BALANCE FOLLOWING BRAIN TUMOR SURGERY

Sharopov Sadullo Shukurillo ogli

Assistant lecturer at the Alfraganus University

Email: sharopovsadullo94@gmail.com

https://doi.org/10.5281/zenodo.15341840

ARTICLE INFO

ABSTRACT

Qabul qilindi: 25-Aprel 2025 yil

Ma’qullandi: 28- Aprel 2025 yil
Nashr qilindi: 30- Aprel 2025 yil

Following neurosurgical procedures for brain tumors,
patients frequently experience motor impairments such
as decreased motor function, hemiparesis, balance
disturbances, and reduced overall mobility. These issues
are particularly common when tumors are located near
the pyramidal tracts, basal ganglia, or motor activation
centers (Stummer et al., 2008). Such impairments
significantly reduce a patient’s independence in daily
life, making early and comprehensive rehabilitation
essential. In this study, 25 patients were enrolled in a
four-month individualized rehabilitation program.
Kinesiotherapy exercises based on the Bobath method
and the Brunnstrom concept were employed. Motor
functions were assessed using the Fugl-Meyer
Assessment (FMA), Berg Balance Scale, and Timed Up
and Go test (Gladstone et al., 2002). These tests helped
evaluate the patients’ mobility, balance maintenance,
and walking speed.

KEY WORDS

motor

function,

Fugl-Meyer

Assessment (FMA), Berg Balance
Scale, Timed Up and Go test,
Bobath method.

Introduction

Neurosurgical operations for brain tumors play a crucial role in the treatment of
oncological and neurological diseases today. However, in the postoperative period,
impairments in motor function, balance, and mobility significantly reduce patients' quality of
life. These complications are particularly common when tumors are located near the brain’s
motor control centers, pyramidal tracts, or basal ganglia, leading to hemiparesis, hypotonia,
ataxia, and reduced coordination (Stummer et al., 2008; Duffau, 2006).

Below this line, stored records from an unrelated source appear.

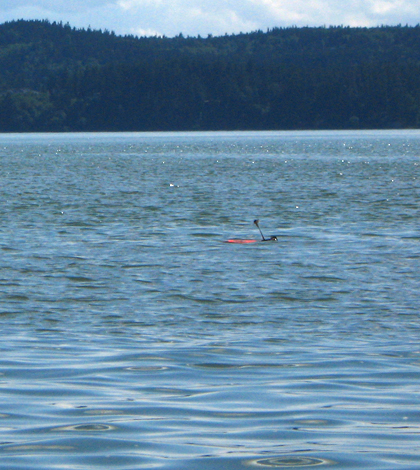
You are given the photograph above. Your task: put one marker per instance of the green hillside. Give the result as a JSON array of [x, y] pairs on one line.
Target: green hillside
[[57, 78]]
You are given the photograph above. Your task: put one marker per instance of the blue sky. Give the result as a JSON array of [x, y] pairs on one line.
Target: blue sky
[[217, 17]]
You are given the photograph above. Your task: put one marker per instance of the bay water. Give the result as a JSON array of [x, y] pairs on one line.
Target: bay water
[[132, 336]]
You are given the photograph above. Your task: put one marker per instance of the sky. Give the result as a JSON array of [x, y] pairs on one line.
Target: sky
[[217, 17]]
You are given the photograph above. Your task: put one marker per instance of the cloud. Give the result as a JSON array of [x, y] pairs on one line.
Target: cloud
[[217, 17]]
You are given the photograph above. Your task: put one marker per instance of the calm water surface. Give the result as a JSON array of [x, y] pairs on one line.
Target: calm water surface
[[133, 337]]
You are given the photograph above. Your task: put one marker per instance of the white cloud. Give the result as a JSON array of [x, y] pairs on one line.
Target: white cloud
[[217, 17]]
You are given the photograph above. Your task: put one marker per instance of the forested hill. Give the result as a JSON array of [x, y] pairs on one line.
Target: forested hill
[[57, 78]]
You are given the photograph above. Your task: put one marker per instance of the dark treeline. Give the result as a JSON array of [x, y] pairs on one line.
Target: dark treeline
[[57, 78]]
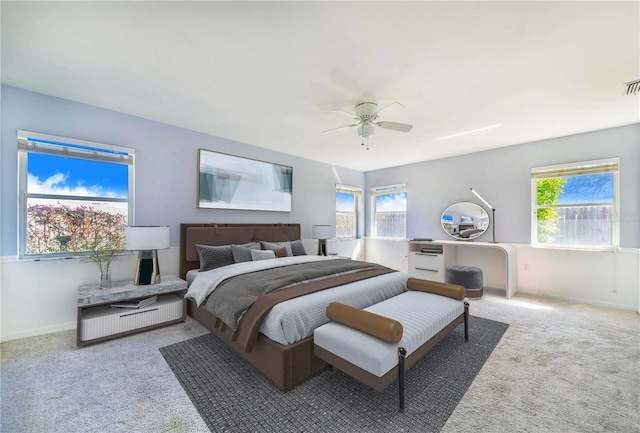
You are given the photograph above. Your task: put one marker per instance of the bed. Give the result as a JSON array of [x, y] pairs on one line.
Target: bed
[[287, 359]]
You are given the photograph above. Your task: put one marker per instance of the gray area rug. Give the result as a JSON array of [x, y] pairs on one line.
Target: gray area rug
[[231, 395]]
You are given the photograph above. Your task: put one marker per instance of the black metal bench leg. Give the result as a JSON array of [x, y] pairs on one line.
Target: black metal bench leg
[[466, 321], [402, 353]]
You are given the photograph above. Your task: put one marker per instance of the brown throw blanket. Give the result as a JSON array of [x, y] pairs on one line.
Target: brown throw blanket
[[233, 298]]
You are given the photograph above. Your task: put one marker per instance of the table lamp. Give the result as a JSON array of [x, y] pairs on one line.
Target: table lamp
[[147, 240], [322, 233], [493, 215]]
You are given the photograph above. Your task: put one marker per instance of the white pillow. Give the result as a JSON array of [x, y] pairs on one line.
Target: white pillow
[[262, 255], [277, 246]]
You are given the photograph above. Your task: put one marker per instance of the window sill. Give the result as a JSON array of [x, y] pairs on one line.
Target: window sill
[[576, 248]]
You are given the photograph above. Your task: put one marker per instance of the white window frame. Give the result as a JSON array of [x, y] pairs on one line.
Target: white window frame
[[357, 193], [35, 142], [572, 169], [384, 190]]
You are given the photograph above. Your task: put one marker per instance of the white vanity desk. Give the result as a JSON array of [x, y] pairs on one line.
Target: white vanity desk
[[429, 260]]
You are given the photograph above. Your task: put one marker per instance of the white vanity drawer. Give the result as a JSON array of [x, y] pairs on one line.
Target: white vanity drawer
[[428, 266]]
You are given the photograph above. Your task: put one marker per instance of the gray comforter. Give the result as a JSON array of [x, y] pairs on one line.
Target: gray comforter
[[236, 294]]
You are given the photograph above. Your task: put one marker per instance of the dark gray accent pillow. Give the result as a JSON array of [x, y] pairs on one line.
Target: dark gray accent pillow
[[276, 246], [297, 248], [242, 253], [212, 257]]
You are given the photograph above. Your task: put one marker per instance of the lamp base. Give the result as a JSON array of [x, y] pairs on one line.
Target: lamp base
[[147, 268]]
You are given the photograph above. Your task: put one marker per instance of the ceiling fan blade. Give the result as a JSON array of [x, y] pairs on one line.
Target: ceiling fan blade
[[402, 127], [387, 106], [340, 127], [345, 112]]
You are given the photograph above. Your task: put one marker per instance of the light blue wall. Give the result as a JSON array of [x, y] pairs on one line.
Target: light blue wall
[[503, 178], [166, 166]]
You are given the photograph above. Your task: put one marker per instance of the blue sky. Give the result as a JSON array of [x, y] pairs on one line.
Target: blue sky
[[591, 188], [80, 177]]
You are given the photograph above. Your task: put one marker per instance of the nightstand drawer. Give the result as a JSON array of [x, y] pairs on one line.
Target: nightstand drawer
[[428, 266], [106, 321]]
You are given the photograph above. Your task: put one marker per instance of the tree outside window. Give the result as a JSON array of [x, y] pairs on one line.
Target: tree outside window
[[389, 205], [347, 210], [575, 205], [76, 196]]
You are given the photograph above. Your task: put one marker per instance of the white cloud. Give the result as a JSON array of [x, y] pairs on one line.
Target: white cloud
[[57, 184], [392, 203]]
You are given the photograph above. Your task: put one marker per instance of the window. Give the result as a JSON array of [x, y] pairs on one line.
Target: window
[[389, 207], [575, 205], [74, 195], [347, 206]]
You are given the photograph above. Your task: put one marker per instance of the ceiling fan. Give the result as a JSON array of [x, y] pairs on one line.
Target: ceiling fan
[[367, 114]]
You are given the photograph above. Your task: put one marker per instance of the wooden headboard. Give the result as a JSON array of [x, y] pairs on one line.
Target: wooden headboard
[[227, 234]]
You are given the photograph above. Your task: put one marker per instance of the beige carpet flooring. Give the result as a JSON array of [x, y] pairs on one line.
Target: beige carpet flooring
[[560, 367]]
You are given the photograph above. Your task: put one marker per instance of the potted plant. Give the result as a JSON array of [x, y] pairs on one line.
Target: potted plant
[[103, 250]]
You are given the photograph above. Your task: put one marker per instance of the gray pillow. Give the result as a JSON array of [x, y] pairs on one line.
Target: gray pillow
[[212, 257], [276, 246], [242, 253], [297, 248], [262, 255]]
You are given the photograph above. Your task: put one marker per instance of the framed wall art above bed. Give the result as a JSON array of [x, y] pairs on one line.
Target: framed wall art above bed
[[231, 182]]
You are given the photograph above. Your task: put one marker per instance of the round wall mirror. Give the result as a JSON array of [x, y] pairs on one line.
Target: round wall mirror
[[465, 220]]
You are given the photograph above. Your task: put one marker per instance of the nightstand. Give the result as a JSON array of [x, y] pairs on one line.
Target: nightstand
[[98, 321]]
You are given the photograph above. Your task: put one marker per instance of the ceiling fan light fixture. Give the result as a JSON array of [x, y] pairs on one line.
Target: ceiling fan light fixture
[[365, 131]]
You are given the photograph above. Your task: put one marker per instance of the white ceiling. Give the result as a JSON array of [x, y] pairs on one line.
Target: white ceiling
[[269, 73]]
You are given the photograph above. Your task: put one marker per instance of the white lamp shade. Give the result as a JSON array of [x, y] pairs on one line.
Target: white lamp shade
[[322, 232], [141, 238]]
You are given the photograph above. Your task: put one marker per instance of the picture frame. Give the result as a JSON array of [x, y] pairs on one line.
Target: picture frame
[[233, 182]]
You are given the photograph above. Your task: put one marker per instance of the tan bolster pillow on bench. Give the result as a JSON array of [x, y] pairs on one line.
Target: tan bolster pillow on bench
[[443, 289], [375, 325]]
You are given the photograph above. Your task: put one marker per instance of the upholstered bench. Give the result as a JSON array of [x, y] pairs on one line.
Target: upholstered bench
[[376, 345]]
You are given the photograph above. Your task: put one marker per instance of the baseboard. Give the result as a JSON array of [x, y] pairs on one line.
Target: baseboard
[[578, 300], [38, 331]]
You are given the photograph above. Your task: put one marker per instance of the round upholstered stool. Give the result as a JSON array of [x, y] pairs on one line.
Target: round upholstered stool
[[468, 277]]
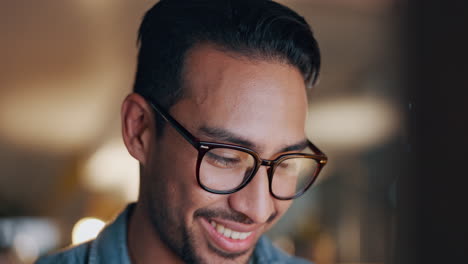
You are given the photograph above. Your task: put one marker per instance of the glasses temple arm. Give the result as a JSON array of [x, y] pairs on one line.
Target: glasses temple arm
[[184, 132]]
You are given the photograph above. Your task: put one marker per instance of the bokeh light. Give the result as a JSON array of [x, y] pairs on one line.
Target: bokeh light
[[86, 229]]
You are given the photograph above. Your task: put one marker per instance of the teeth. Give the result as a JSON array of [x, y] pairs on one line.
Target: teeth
[[228, 232]]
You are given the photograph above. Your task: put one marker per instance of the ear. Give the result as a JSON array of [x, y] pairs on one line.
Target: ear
[[137, 126]]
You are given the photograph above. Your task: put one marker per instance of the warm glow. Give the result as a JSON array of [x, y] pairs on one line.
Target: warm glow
[[112, 169], [86, 229], [353, 123]]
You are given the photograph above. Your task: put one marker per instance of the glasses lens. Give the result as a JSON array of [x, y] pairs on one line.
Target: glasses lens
[[224, 169], [293, 175]]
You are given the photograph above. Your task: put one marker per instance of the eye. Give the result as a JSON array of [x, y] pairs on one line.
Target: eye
[[222, 161]]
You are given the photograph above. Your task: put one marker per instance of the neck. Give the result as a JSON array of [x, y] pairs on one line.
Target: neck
[[144, 244]]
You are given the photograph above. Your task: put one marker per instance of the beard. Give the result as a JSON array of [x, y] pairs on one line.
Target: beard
[[179, 238]]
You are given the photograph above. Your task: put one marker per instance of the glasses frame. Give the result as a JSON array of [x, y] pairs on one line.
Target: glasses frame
[[204, 146]]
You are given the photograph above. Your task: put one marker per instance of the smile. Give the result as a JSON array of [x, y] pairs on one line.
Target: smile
[[228, 236], [228, 233]]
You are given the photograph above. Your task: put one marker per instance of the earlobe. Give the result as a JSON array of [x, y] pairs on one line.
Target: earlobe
[[136, 126]]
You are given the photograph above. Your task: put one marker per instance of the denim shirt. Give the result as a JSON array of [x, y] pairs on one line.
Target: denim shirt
[[110, 246]]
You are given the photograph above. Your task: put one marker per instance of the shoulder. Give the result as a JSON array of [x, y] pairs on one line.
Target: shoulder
[[266, 252], [74, 255]]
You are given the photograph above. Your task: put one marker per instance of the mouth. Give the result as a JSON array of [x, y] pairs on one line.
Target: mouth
[[227, 236]]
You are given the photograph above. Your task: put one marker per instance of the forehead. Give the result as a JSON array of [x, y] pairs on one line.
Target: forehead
[[249, 97]]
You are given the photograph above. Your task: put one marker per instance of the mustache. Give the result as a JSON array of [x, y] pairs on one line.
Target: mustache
[[229, 215]]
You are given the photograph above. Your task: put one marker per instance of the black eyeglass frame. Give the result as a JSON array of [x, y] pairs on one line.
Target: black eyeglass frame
[[204, 146]]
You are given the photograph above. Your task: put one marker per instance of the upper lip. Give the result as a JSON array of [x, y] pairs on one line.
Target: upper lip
[[235, 226]]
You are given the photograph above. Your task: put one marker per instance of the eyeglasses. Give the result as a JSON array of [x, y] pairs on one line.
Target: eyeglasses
[[227, 168]]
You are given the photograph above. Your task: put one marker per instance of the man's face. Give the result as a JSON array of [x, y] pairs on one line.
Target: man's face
[[260, 102]]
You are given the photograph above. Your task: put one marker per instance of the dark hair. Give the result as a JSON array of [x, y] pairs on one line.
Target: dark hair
[[259, 29]]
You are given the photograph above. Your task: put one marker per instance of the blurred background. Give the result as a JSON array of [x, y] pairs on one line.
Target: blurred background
[[66, 66]]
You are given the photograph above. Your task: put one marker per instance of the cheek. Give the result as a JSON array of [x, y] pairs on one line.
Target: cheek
[[282, 207], [176, 176]]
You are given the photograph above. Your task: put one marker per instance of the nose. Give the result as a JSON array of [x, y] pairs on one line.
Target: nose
[[254, 200]]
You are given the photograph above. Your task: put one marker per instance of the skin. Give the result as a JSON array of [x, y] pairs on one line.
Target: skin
[[260, 101]]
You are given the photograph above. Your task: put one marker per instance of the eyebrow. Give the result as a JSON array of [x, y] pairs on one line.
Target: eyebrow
[[224, 135]]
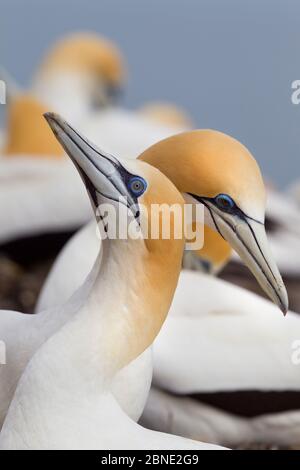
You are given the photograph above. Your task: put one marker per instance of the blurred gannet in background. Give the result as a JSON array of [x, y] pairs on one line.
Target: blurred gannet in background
[[80, 73], [35, 186], [104, 329], [293, 192], [166, 113]]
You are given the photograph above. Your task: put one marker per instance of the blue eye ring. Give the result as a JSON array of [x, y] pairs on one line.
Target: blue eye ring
[[137, 185], [225, 202]]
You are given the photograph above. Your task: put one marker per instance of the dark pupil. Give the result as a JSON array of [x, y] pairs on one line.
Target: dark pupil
[[137, 186], [225, 202]]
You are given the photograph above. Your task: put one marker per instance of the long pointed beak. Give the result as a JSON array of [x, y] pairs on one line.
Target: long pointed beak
[[248, 238], [102, 174]]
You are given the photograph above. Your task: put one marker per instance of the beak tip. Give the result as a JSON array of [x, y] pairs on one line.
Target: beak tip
[[284, 302]]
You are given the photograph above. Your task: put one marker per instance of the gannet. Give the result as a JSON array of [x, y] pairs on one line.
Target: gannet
[[80, 73], [74, 372], [188, 145], [36, 176], [188, 166], [166, 113], [234, 202]]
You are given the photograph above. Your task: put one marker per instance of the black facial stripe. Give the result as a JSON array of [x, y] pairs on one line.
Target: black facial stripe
[[213, 218], [254, 258], [244, 217], [256, 241], [235, 211], [124, 173], [87, 156]]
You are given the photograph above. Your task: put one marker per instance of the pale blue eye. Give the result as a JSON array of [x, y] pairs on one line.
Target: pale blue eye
[[137, 186], [225, 202]]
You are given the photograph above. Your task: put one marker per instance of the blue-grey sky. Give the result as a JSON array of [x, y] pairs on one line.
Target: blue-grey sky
[[229, 63]]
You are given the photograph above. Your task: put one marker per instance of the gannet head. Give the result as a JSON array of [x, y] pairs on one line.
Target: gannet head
[[157, 261], [215, 170], [95, 60], [135, 184], [215, 252], [27, 132]]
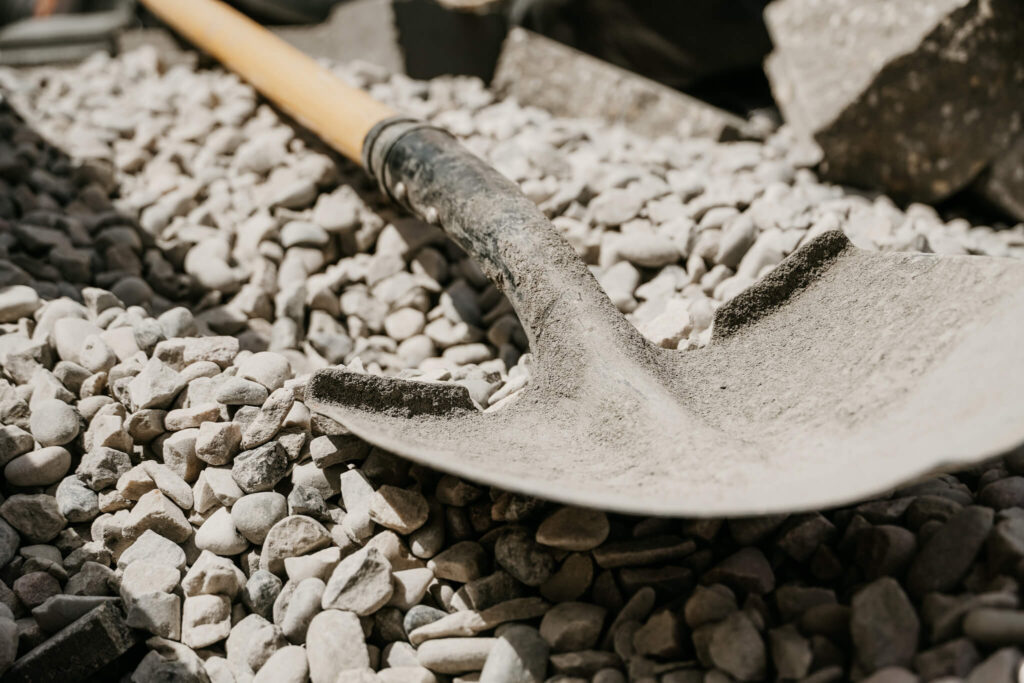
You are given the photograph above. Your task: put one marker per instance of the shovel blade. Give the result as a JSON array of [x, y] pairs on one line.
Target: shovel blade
[[841, 375]]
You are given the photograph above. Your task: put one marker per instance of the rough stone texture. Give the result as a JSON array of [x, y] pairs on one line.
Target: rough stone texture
[[914, 98], [78, 651], [883, 626], [335, 643], [540, 72], [1003, 182], [361, 583], [176, 200]]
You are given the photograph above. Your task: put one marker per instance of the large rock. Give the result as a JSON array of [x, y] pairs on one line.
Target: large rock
[[1003, 182], [911, 97], [78, 651]]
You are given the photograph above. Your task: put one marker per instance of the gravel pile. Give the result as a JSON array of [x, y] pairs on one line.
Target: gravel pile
[[167, 290]]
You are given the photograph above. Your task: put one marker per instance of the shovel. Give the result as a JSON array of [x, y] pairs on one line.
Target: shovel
[[840, 375]]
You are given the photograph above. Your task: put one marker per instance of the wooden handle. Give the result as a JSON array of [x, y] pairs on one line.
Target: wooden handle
[[316, 98]]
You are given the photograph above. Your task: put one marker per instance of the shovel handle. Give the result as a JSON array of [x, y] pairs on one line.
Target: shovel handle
[[419, 166], [337, 113]]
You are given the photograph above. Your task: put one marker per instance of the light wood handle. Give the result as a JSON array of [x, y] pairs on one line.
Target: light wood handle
[[316, 98]]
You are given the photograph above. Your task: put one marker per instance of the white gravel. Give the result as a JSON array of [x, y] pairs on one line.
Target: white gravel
[[167, 291]]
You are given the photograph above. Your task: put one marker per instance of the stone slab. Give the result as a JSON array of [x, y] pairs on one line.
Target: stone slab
[[914, 98]]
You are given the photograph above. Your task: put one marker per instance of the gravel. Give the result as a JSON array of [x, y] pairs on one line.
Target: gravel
[[196, 258]]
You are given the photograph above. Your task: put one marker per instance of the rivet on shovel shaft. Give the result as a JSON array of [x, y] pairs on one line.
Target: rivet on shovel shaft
[[781, 412]]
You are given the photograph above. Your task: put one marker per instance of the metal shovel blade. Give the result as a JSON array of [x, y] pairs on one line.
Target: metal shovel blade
[[839, 376]]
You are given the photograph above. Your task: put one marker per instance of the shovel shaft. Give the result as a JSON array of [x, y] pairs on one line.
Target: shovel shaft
[[337, 113], [422, 167]]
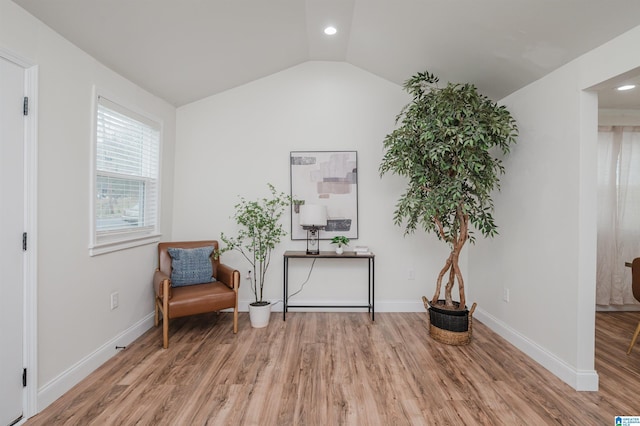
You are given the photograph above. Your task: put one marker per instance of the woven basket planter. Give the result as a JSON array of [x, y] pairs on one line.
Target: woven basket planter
[[451, 327]]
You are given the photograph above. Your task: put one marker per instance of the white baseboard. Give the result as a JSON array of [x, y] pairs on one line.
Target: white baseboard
[[73, 375], [392, 306], [617, 308], [581, 380]]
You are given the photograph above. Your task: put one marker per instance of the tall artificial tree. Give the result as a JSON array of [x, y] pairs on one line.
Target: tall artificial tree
[[444, 147]]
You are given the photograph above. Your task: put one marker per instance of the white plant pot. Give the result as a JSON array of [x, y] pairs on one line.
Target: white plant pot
[[259, 315]]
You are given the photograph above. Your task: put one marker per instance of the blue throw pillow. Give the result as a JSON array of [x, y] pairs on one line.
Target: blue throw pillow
[[191, 266]]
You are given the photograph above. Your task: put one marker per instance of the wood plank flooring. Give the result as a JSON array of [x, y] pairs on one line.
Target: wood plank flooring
[[342, 369]]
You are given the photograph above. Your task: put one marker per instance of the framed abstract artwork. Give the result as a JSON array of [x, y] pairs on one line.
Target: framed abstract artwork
[[330, 179]]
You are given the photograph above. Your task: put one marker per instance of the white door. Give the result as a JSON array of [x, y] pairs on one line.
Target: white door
[[12, 226]]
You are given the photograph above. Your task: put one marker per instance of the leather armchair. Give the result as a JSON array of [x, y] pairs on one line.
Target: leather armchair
[[174, 302]]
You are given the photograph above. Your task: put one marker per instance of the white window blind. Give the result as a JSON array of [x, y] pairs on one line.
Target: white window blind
[[126, 174]]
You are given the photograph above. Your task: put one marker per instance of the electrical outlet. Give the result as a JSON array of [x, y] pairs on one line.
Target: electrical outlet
[[411, 274], [114, 300], [505, 294]]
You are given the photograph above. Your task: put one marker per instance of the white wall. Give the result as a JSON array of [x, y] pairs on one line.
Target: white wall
[[231, 144], [76, 328], [546, 211]]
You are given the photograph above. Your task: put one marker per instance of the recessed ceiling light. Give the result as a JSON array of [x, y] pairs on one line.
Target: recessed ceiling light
[[330, 31]]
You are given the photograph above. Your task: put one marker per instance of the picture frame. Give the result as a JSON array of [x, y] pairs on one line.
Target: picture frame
[[328, 178]]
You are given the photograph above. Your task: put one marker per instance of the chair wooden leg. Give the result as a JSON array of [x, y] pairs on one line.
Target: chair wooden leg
[[156, 318], [165, 315], [635, 337], [235, 320]]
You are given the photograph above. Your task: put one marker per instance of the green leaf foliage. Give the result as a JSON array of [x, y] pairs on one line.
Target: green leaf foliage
[[443, 147], [260, 230]]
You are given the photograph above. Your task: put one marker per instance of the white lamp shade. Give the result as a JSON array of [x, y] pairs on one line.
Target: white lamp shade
[[313, 215]]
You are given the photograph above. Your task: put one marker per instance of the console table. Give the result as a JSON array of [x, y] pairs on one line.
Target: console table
[[347, 255]]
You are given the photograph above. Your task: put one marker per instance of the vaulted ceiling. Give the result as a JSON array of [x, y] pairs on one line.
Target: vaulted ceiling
[[185, 50]]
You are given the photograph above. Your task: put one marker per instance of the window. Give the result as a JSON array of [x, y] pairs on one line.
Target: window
[[126, 191]]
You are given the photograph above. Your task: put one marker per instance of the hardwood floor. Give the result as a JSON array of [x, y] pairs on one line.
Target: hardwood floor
[[339, 368]]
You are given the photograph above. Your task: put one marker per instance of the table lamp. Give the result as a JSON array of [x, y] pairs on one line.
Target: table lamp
[[313, 217]]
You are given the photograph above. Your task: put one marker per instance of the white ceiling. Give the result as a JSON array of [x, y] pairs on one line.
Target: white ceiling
[[185, 50]]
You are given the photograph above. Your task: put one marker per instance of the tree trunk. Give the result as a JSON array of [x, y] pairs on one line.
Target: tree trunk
[[451, 265]]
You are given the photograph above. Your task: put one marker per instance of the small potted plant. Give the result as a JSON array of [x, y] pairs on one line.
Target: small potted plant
[[260, 230], [340, 240]]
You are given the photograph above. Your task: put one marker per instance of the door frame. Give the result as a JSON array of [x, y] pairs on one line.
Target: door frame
[[30, 278]]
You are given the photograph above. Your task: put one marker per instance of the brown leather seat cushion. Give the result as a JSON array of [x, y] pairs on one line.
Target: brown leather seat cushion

Postoperative movement disorders limit a patient's ability to move independently,

perform daily activities, and adapt socially. Therefore, early and systematic rehabilitation
measures are of utmost importance. According to scientific literature, initiating functional
therapy within the first 2–4 weeks after surgery accelerates motor recovery and activates
neuroplastic mechanisms (Langhorne, Bernhardt, & Kwakkel, 2011).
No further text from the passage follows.